The Memory Wall: CPUs can execute billions of operations per second, but fetching data from main memory takes hundreds of cycles! The memory hierarchy is the ingenious solution that makes modern computing practical. Let's understand how it works! 🏗️

Why Memory Hierarchy Exists

The Fundamental Trade-off: Speed vs Capacity

Physics dictates: You can't have fast, large, AND cheap memory simultaneously.

           Speed            Size            Cost/GB
           (access time)    (capacity)      (relative)
         ↑
SRAM     |    1 ns         Kilobytes       $10,000
(Cache)  |    0.5 ns       Megabytes       $5,000
         |
DRAM     |    50-100 ns    Gigabytes       $5-10
(RAM)    |
         |
SSD      |    100 μs       Terabytes       $0.10
         |
HDD      |    5-10 ms      Terabytes       $0.02
         ↓

The Memory Hierarchy Pyramid

        ┌─────────────┐ ← Fastest, Smallest, Most Expensive
        │  Registers  │    1 cycle, ~1 KB
        ├─────────────┤
        │  L1 Cache   │    4 cycles, 32-64 KB
        ├─────────────┤
        │  L2 Cache   │    12 cycles, 256 KB - 1 MB
        ├─────────────┤
        │  L3 Cache   │    40 cycles, 4-32 MB
        ├─────────────┤
        │    DRAM     │    200 cycles, 8-128 GB
        ├─────────────┤
        │     SSD     │    100,000 cycles, 1-4 TB
        └─────────────┘ ← Slowest, Largest, Cheapest

Key Principle: Keep frequently accessed data in fast, small memories.
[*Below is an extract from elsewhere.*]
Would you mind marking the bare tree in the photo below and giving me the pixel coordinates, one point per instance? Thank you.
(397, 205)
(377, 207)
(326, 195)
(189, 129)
Move data between levels as needed.

Registers: The Fastest Storage

Registers are the CPU's directly addressable storage.

Register File Organization

// Typical 64-bit CPU register file
x0-x31:  General-purpose registers (32 × 64-bit)
f0-f31:  Floating-point registers (32 × 64-bit)
PC:      Program Counter
SP:      Stack Pointer
 
Total: ~2 KB of the fastest storage!

Register Access

Latency: 0 cycles (combinational logic) Bandwidth: Multiple reads/writes per cycle Capacity: Limited by instruction encoding (5-6 bits → 32-64 registers)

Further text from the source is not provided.